Unquestionably Saudi Arabia faces a number of challenges; Christine Lagarde noted at the conclusion of her visit to Saudi Arabia that the economy “has performed strongly in recent years, but is now facing the challenge of adjusting to the sharp drop in oil prices. …. Prudent fiscal management has helped build-up substantial policy buffers over the past decade, but reforms that would put the large fiscal deficit on a firm downward path are needed. The banking sector is in a strong position to weather lower oil prices and weaker growth.”
Reserves can be used as a counter-cyclical buffer along with debt issuance as Saudi Arabia is starting from a position of strength with debt to GDP of 1.6% at the end of 2014. Such a low debt level gives Saudi Arabia huge financial flexibility. Fiscal adjustment needs to take place; the IMF is estimating a fiscal deficit of 19.5% of GDP for 2015, but this is then forecast to decline as “one-off” expenditure declines and large investment projects complete. This will be a key area to watch going forward, particularly if the oil price remains at current levels. The military intervention strategy in the Middle East needs to be monitored; an expensive and an extended war intervening in the Yemen and elsewhere would be negative.
On our net foreign asset analysis Saudi Arabia has a NFA to GDP of 178%. Lower commodity prices, if governments don’t adjust spending, will affect the current account eventually, but it is the cumulative current account position (i.e. net foreign assets) that is more important in determining credit quality. Consequently it is the wealthy countries that can withstand lower commodity prices much more easily than the indebted ones. Another way of thinking about this is to take two countries, each running a current account deficit of 5% of GDP. One, say Saudi Arabia, has net foreign assets of 178% of GDP and one, say Brazil, with net liabilities of 45% of GDP. It will only take one year before Brazil exceeds our 50% cut-off whereas for Saudi Arabia it would take ~45 years to reach the same level.

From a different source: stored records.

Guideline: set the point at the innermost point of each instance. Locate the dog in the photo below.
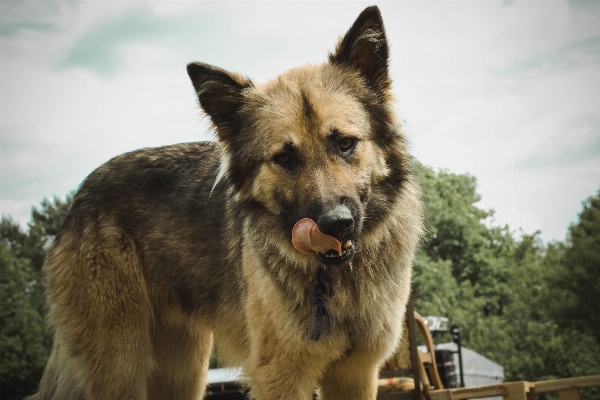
(287, 242)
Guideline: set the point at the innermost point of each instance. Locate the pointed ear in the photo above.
(365, 48)
(220, 94)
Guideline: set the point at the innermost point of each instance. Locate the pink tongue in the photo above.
(307, 238)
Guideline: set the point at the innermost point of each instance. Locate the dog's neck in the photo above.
(321, 321)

S&P downgraded Saudi Arabia’s long-term foreign currency sovereign credit rating to A+ from AA- (negative outlook) citing widening fiscal deficits of 16% for 2015, 10% in 2016, 8% in 2017 and 5% in 2018. Although Moody’s rates Saudi Arabia Aa3 (stable outlook) noting in its November 2 credit opinion; “The Aa3 rating and stable outlook incorporate the expectation of continued strength in government finances and the debt metrics remaining in a strong position. This appears likely for the next year or two, but additional measures to address the budget deficit are required if government finances are to support the rating at its current level.”

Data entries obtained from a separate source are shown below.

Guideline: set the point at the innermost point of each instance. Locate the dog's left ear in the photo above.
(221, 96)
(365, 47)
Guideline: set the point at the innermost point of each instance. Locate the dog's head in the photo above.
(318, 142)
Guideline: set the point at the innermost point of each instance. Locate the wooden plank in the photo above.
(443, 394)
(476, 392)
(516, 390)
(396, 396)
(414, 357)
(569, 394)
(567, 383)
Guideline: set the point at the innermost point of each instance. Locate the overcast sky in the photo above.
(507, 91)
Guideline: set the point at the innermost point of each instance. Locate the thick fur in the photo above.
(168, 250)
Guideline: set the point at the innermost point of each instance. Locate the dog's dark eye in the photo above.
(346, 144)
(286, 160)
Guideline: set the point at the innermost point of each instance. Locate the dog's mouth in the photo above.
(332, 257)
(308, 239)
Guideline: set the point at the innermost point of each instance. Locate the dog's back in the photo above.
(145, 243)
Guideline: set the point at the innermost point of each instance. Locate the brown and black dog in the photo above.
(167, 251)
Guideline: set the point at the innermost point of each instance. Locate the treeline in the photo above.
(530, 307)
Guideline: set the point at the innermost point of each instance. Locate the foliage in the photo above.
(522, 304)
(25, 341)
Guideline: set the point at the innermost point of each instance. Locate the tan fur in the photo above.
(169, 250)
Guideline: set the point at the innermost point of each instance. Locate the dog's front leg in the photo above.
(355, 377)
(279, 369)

Newswires are flagging that Saudi Arabia is looking to tap the international bond market next year having already started to tap the domestic market earlier this year. Saudi Arabian debt, as a high quality credit, with a lack of outstanding issuance should interest investors.

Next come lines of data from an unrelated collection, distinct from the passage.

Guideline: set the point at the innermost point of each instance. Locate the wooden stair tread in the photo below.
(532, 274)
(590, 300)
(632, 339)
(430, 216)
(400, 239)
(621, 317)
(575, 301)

A lot of negative news has already been priced into the market although political and geopolitical risks remain; the ‘risk-reward trade-off’ is starting to look asymmetric. The lack of issuance means there is no USD yield curve for the Saudi Arabian sovereign. But consider Saudi Electric 5.06% 43, a quasi-sovereign issue, 81% owned by the government; given it is a government-related entity, S&P equalise its ratings with that of the sovereign and downgraded its rating to A1 on a foreign currency issuer basis. But even on this basis, it is trading ~4 credit notches cheap on our models at a yield of 5.94%and ~5 notches cheap if the Moody’s Aa3 rating is used. By comparison, CNOOC 4.25% 43 rated Aa3/AA- by S&P/Moody’s, also has a rating that equalised with the Aa3 rated Chinese sovereign rating, trades at a yield of 4.62%, 2.5 notches cheap on our models. The Aa2/AA rated State of Qatar 5.75% 42 issue trades at a yield of 4.32% and 2.8 notches cheap. Thus, any US dollar denominated Saudi Arabian sovereign issuance is worth considering.